Когда я наконец покинул свое тайное убежище, то очень быстро столкнулся с практической трудностью — как обеспечить семью? Искать работу было невозможно, оставалось лишь вновь брать в руки кисть и этим зарабатывать на пропитание. Перипетии и события прошедшей половины года оставили глубокий след в моем сознании, я взял их в качестве сюжета и написал повесть «Разочарования», сидя в изголовье кровати жены (по возвращении домой из больницы ее еще слегка лихорадило). Позже в статье «От Гулина до Токио» появились такие строки:
«Я старался учить настоящей жизни, прошел сложный в судьбе человека этап большой смуты в Китае и в конце концов ощутил горечь разочарования, увидел противоречия человеческой жизни, оказался в подавленном настроении, погрузился в одиночество. Но, продолжая ощущать хватку жизни, я решил употребить остаток своих сил, чтобы озарить хотя бы слабым светом серость нашего беспокойного существования, и начал творить».

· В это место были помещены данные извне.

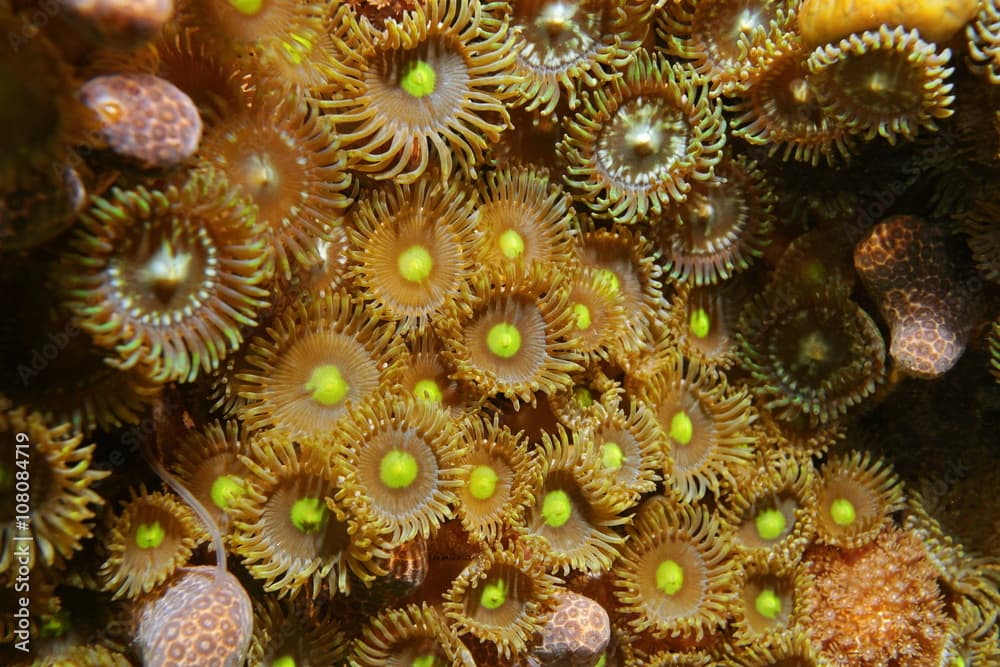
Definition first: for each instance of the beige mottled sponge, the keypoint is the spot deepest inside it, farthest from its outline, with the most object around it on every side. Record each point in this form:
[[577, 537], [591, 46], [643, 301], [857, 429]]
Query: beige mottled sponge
[[202, 618], [576, 633], [906, 267], [144, 118]]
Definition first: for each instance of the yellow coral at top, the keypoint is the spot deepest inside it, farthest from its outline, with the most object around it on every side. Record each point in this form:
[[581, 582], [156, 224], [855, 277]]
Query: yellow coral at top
[[823, 21]]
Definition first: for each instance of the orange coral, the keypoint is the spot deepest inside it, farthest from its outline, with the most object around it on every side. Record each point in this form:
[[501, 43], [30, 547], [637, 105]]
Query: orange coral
[[879, 605]]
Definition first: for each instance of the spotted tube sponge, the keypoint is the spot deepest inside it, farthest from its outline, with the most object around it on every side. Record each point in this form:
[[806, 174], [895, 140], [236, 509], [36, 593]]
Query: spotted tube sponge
[[921, 292], [144, 119], [203, 617]]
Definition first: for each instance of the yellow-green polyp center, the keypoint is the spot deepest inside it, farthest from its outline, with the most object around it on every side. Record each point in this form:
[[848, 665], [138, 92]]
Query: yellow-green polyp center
[[483, 482], [415, 263], [225, 489], [681, 428], [612, 456], [669, 577], [556, 508], [327, 385], [842, 512], [770, 524], [504, 340], [428, 390], [398, 469], [308, 514], [768, 604], [149, 535], [511, 244], [419, 79], [248, 7], [700, 324], [494, 595]]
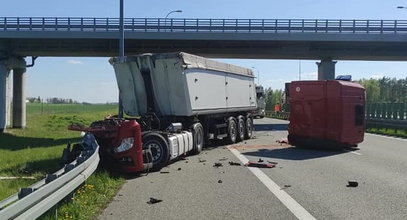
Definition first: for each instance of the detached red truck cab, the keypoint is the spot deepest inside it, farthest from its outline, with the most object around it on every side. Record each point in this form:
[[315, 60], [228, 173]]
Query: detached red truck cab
[[326, 114]]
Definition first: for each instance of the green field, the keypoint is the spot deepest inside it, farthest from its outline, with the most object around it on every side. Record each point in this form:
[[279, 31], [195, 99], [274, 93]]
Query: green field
[[36, 151]]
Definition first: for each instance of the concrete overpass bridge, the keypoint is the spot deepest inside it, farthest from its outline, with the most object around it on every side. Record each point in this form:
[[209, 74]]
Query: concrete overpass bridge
[[324, 40]]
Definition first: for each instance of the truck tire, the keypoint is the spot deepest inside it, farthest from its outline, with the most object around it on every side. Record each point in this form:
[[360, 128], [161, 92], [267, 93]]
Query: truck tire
[[241, 128], [249, 127], [198, 138], [159, 149], [232, 131]]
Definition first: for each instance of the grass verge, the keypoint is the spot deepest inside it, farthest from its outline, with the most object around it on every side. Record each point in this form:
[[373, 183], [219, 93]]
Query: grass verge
[[36, 151]]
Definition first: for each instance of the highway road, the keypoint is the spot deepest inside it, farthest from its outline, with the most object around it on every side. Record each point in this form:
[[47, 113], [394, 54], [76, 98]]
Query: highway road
[[305, 184]]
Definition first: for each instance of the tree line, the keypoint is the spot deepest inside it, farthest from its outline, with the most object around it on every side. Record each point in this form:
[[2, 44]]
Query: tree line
[[386, 90]]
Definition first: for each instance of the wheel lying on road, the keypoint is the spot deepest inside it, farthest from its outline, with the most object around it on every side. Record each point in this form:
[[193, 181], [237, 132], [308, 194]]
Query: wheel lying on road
[[232, 131], [249, 127], [198, 138], [241, 128], [159, 149]]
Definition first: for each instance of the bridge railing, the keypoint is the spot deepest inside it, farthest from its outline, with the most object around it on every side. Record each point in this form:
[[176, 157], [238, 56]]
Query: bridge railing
[[204, 25]]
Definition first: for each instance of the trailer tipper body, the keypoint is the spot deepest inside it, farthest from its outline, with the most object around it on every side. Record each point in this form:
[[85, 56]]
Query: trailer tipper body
[[174, 103], [326, 114]]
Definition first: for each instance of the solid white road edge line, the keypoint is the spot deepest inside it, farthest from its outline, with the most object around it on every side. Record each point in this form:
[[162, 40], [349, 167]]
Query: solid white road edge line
[[286, 199], [384, 136]]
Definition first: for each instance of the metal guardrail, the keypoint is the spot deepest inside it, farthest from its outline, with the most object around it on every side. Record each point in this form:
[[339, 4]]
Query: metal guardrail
[[35, 200], [204, 25]]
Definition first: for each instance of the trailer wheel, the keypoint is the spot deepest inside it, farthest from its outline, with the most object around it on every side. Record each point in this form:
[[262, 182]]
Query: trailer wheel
[[241, 130], [232, 130], [159, 149], [198, 138], [249, 128]]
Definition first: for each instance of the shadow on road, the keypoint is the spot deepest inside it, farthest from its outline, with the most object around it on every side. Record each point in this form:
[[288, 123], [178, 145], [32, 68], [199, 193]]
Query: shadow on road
[[293, 153], [270, 127]]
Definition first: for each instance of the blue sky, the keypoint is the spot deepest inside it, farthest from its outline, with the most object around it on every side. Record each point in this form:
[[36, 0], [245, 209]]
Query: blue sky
[[92, 79]]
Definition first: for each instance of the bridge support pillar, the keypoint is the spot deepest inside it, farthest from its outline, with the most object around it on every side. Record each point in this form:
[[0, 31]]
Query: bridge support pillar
[[4, 96], [19, 105], [326, 69]]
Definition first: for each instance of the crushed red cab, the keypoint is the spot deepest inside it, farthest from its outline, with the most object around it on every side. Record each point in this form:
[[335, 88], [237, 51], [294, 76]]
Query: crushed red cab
[[326, 114]]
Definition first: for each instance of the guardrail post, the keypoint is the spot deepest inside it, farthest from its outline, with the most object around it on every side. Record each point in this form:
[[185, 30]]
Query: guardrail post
[[289, 26], [381, 26], [354, 26]]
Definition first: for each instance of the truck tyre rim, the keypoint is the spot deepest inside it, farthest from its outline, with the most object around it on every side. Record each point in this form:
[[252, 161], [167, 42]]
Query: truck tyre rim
[[155, 150]]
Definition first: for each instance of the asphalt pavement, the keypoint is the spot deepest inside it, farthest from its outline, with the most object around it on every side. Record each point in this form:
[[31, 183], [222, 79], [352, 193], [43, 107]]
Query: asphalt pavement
[[304, 184]]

Эти слова полностью отражают мои настроения в то время.
Однако переулок Цзинъюнь совсем не был удобным местом для творчества. Время шло к лету, и жильцы внутреннего дворика после ужина наслаждались прохладой на улице, откуда доносились крики и смех, мешавшие серьезным занятиям. На улочке Дасин, отделенной от нашего дома лишь стенкой, по вечерам играли в карты: то вдруг раздастся громкий смех, то разгорится ссора, или внезапно донесутся резкие удары картами по столу, приводящие в замешательство любого человека. Этот гам затихал только поздней ночью. Что касается меня — я мог писать днем, а вот Лу Синь, привыкший работать ночью, немало от этого страдал.
К работе над повестью «Разочарования» я приступил в начале сентября, и уже через четыре недели она была завершена. Сначала у меня не было определенного плана, я лишь хотел рассказать о тревожном времени событий 30 мая [129] То есть с начала антиимпериалистической революции 1925—1927 годов, развернувшейся в Шанхае, а затем распространившейся на другие города.

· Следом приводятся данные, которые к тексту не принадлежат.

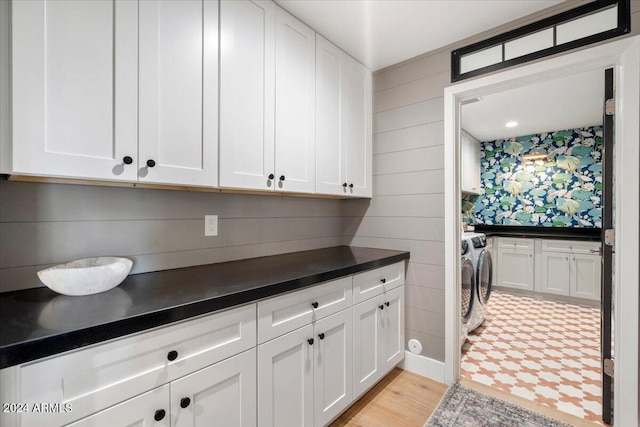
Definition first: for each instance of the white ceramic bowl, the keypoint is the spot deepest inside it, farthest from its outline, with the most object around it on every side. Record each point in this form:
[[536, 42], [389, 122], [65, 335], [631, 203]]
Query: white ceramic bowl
[[86, 276]]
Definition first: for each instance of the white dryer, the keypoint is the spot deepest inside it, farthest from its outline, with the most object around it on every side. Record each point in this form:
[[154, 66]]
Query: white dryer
[[483, 272]]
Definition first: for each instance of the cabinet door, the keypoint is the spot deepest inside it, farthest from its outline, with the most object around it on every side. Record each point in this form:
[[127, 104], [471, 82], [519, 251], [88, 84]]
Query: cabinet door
[[247, 94], [586, 280], [330, 148], [285, 380], [223, 394], [393, 328], [179, 92], [295, 105], [333, 370], [555, 272], [515, 268], [138, 411], [75, 102], [367, 344], [357, 117]]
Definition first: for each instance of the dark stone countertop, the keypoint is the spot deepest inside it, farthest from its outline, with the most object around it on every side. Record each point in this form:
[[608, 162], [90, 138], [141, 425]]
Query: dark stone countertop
[[561, 233], [36, 323]]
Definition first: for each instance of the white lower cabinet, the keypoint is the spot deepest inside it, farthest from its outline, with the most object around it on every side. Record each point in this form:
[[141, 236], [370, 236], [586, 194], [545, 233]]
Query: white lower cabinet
[[223, 394], [285, 380], [148, 409]]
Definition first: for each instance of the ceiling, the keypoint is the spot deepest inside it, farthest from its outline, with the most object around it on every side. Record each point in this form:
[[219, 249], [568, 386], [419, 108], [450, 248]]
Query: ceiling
[[380, 33], [564, 103]]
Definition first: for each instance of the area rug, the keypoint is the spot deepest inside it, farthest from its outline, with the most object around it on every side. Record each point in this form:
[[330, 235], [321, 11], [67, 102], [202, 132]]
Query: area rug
[[463, 407]]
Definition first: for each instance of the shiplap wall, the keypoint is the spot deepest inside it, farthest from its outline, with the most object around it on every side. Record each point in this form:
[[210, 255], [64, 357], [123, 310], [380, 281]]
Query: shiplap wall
[[407, 210], [45, 224]]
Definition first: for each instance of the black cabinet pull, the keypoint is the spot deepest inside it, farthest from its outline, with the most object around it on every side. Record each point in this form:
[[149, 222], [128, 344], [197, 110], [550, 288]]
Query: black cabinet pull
[[184, 402], [159, 415]]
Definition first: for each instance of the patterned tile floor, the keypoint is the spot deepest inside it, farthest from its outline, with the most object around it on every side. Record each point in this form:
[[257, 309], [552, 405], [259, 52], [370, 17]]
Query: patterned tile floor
[[540, 350]]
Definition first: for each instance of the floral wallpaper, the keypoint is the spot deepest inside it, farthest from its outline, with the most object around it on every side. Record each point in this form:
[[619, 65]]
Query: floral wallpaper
[[562, 190]]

до пика революции. Материала было предостаточно, надо было подобрать группу героев, которых я хорошо знал, — образованную молодежь из мелкобуржуазной среды, описать их метания в бурном потоке революции, показав, таким образом, эту великую эпоху с одной лишь этой стороны. Я впервые занимался творческой деятельностью и не был уверен, что выйдет роман, поэтому решил написать три связанные между собой повести, с общими главными героями. Но когда я уже размышлял над повестью «Колебания», то понял, что мои замыслы едва ли осуществимы, и действительно — лишь отдельные герои «Разочарований» вошли в «Колебания».

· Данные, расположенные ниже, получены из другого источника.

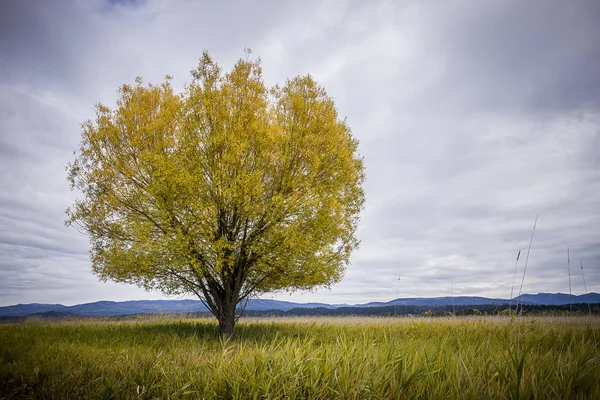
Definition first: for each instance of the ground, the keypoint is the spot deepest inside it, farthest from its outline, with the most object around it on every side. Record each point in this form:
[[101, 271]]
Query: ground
[[314, 358]]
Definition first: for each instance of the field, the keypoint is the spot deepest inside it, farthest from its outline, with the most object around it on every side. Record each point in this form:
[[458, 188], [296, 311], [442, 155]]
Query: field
[[318, 358]]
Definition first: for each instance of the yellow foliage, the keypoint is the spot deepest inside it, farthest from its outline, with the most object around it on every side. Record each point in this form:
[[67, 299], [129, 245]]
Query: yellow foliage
[[228, 189]]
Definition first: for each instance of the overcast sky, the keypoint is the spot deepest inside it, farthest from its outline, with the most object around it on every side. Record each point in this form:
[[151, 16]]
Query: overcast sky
[[473, 117]]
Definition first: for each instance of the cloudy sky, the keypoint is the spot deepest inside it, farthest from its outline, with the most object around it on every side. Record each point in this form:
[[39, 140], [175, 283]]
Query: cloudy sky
[[473, 118]]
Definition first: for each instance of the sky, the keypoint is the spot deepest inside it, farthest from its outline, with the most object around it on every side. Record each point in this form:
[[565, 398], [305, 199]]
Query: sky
[[473, 117]]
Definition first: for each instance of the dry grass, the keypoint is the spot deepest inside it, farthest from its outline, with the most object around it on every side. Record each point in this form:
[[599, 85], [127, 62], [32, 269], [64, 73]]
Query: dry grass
[[307, 357]]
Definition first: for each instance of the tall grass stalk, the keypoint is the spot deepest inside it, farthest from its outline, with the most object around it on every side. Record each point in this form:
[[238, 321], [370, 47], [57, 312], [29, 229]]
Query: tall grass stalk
[[513, 286], [570, 298], [526, 261], [584, 285]]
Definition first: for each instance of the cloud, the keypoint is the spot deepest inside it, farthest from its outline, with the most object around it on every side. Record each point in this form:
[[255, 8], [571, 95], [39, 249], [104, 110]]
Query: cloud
[[473, 117]]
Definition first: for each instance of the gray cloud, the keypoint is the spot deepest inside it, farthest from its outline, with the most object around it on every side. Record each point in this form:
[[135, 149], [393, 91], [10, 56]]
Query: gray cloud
[[473, 117]]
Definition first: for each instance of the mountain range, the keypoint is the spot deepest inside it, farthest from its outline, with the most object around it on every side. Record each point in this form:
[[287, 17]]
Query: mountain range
[[112, 308]]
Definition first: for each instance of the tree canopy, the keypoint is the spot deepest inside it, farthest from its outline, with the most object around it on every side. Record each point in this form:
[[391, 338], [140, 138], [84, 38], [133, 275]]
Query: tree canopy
[[226, 190]]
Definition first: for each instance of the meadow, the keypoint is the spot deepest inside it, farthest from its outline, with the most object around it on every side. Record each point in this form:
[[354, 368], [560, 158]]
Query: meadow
[[303, 358]]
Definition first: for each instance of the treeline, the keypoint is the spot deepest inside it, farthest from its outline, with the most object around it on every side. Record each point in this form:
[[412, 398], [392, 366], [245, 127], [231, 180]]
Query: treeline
[[437, 311], [387, 311]]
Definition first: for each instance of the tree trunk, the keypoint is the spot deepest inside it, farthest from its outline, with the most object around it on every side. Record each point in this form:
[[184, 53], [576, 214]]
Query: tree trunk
[[227, 320]]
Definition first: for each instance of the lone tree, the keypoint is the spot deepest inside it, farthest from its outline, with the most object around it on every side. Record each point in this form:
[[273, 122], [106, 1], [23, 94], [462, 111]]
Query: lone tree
[[225, 191]]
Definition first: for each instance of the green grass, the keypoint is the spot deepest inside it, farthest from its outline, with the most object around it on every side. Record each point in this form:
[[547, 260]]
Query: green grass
[[316, 358]]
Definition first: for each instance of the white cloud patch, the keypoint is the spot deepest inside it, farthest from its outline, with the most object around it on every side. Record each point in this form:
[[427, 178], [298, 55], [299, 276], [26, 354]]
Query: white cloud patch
[[473, 118]]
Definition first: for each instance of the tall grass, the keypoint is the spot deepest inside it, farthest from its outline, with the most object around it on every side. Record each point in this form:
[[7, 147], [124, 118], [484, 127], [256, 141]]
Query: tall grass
[[313, 358]]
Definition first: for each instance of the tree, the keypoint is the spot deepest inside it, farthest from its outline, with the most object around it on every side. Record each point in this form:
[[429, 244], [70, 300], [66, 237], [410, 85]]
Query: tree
[[227, 190]]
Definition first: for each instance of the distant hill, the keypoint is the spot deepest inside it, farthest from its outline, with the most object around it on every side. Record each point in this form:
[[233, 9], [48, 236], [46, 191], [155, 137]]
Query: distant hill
[[112, 308]]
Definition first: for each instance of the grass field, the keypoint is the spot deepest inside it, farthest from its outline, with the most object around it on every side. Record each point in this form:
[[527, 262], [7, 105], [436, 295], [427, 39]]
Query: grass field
[[317, 358]]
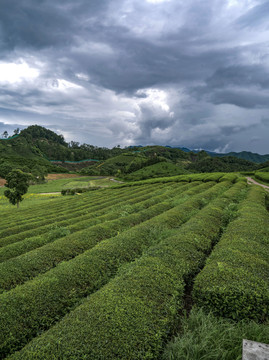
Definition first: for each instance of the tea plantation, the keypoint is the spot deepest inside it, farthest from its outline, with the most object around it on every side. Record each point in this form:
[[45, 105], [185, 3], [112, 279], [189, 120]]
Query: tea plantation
[[113, 273]]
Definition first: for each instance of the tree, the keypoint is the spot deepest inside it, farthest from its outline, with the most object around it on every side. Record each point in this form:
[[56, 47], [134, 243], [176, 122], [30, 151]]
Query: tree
[[18, 183], [5, 134]]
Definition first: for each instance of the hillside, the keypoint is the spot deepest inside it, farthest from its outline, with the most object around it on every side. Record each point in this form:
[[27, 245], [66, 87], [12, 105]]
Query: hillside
[[110, 274], [37, 146], [245, 155]]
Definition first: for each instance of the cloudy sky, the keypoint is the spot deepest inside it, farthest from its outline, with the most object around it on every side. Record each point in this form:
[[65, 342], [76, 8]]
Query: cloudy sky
[[171, 72]]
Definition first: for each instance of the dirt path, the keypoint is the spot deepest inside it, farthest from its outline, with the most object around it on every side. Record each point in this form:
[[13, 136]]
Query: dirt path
[[52, 193], [120, 182], [251, 181]]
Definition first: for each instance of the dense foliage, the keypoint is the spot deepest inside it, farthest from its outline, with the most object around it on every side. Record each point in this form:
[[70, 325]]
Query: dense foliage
[[104, 275], [17, 184]]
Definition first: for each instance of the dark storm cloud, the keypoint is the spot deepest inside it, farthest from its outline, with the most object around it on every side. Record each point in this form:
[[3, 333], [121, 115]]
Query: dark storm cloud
[[256, 16], [207, 60]]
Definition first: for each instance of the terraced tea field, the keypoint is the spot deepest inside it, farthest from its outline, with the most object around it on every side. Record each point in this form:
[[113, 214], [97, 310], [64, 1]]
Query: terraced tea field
[[108, 274]]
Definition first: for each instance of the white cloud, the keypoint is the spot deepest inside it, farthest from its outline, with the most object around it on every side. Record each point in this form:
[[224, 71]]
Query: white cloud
[[14, 72]]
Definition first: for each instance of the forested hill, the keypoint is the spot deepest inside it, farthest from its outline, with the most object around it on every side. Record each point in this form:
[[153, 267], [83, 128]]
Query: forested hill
[[245, 155], [37, 146]]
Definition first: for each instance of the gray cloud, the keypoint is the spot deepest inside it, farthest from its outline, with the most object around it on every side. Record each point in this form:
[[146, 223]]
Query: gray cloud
[[190, 73]]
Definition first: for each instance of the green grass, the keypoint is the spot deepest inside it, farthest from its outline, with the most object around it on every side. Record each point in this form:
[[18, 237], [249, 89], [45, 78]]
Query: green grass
[[104, 275], [156, 170], [58, 185], [206, 337], [262, 177]]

Я ратовал за натурализм, но когда написал первую часть трилогии, оказалось, что она выдержана в реалистическом ключе. В работе я старался неуклонно придерживаться жизненных реалий, верил, что необходимо лишь правдиво отразить действительность, и можно достигнуть сердец читателей, дать им верное понимание правды и лжи, любви и ненависти, прекрасного и уродливого. Что касается жизни, непонятной самому мне, или материалов, в которых я был не уверен, или вопросов, в которых я не до конца разобрался, — все это осталось за рамками изложенного мною. Я писал свои произведения с позиций жизненного опыта, а совсем не потому, что хотел что-либо сказать ими.